Tuesday, September 20, 2011

Twitter Introduces Analytic Tool...What's the ROI?

Twitter announced they are introducing an official analytic tool.  This was reported on Social Media Today, dated September 15, 2011.  According to post, Twitter stated, the analytic "tool will help website owners  understand how much traffic they receive from Twitter and the effectiveness of Twitter on their sites..."
Some of the metrics include:
  • "See how Twitter content is being shared around the web"
  • "Track the amount of Traffic to a company website-including clicks per tweet"
  • Measure the "effectiveness" of the "official" Twitter buttons"
  • "An API allowing third party analytic tools to incorporate the data"
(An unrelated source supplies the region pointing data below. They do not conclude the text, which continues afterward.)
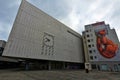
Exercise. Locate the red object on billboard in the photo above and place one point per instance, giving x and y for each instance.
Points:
(106, 46)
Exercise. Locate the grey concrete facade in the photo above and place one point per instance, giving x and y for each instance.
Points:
(36, 35)
(92, 53)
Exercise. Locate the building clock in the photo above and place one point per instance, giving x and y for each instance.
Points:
(48, 40)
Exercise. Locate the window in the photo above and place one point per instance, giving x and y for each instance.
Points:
(91, 57)
(90, 51)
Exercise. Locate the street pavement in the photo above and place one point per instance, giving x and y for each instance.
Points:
(16, 74)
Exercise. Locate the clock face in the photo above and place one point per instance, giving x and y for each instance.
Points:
(48, 40)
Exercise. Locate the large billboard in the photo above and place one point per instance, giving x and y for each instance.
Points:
(36, 35)
(107, 44)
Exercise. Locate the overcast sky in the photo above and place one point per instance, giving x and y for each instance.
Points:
(73, 13)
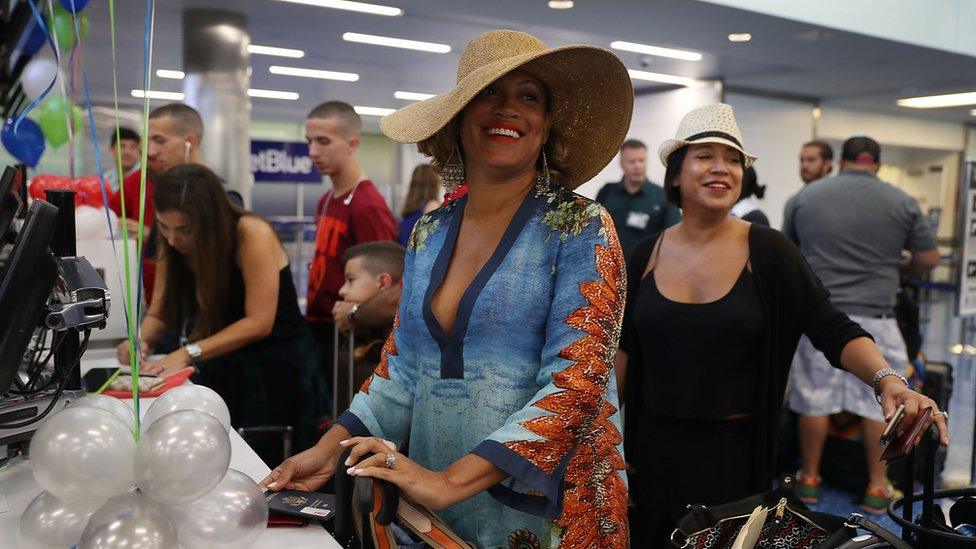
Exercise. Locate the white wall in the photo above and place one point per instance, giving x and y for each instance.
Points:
(774, 130)
(656, 118)
(941, 24)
While it is premature to come to conclusions, it seems to me that the analytic tools does not provide insight into a quantifiable return on investment.  My earlier blog "Use Social Media for Retention, Not Acquisition" discussed an October 2010 Gallup Poll survey of 17,000 social media users.  Their findings concluded in part that the general social media metrics do not convey engagement.  Therefore, the effectiveness of Twitter buttons or the level of shared content are the type of metrics Gallup's analyst believed didn't measure true engagement.

In my mind true "engagement" occurs when there is a positive financial impact or an action that can lead to a positive financial impact.  While too numerous to name all, some can include:

  • Building an opt-in list for future communication (and sales) such as:
    • Mobile
    • Email
    • Postal
  • Referral marketing that is direct attributed to a customer "telling a friend" that buys your product or service(s).
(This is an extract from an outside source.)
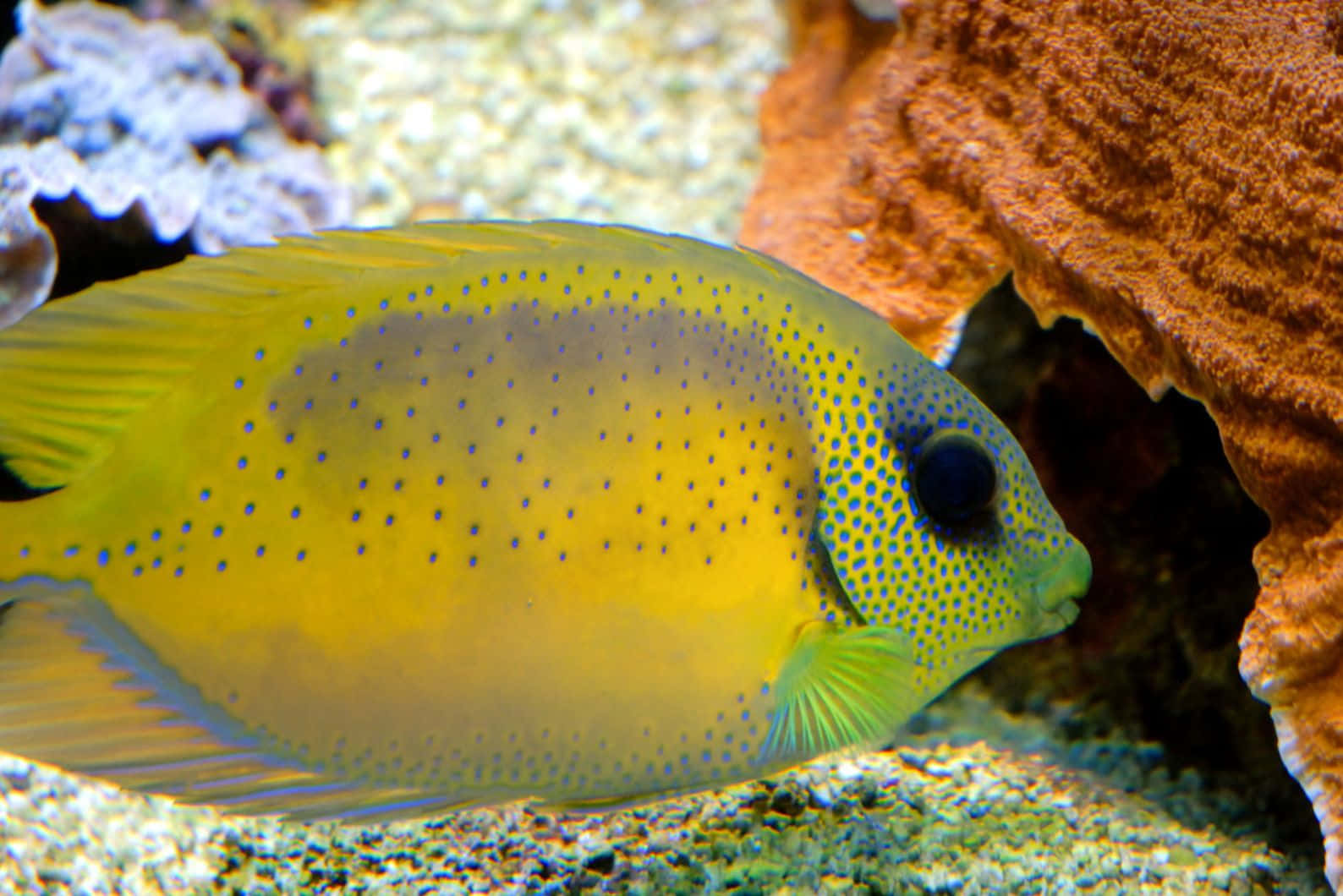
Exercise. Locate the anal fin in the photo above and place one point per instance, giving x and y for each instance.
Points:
(79, 691)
  • Leveraging your existing customers onto your social media platform(s) to talk (sell) your product or service.RATHER than advertising on the platform(s) to acquire a new "like", "follower" (you choose).
  • Generating sales directly attributed to the social media campaign.
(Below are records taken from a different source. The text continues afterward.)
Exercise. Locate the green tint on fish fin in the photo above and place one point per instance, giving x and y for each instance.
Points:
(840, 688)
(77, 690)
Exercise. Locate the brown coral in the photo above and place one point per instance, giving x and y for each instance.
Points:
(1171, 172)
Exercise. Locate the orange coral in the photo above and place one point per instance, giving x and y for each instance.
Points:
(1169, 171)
True analytic measurement will occur when we can follow the path of each social media engagement when it crosses over from social to a transaction.  Only in this way can we really measure an "engagement". I realize social media practitioners will probably disagree.  Social media, like all other advertising has costs associated with it.  If we have assigned staff to handle our social media, companies want to see a return for their dollar.  Without financial metrics to support the staff assigned, it becomes problematic viewing a "download" or a "like" to support continued financial outlays.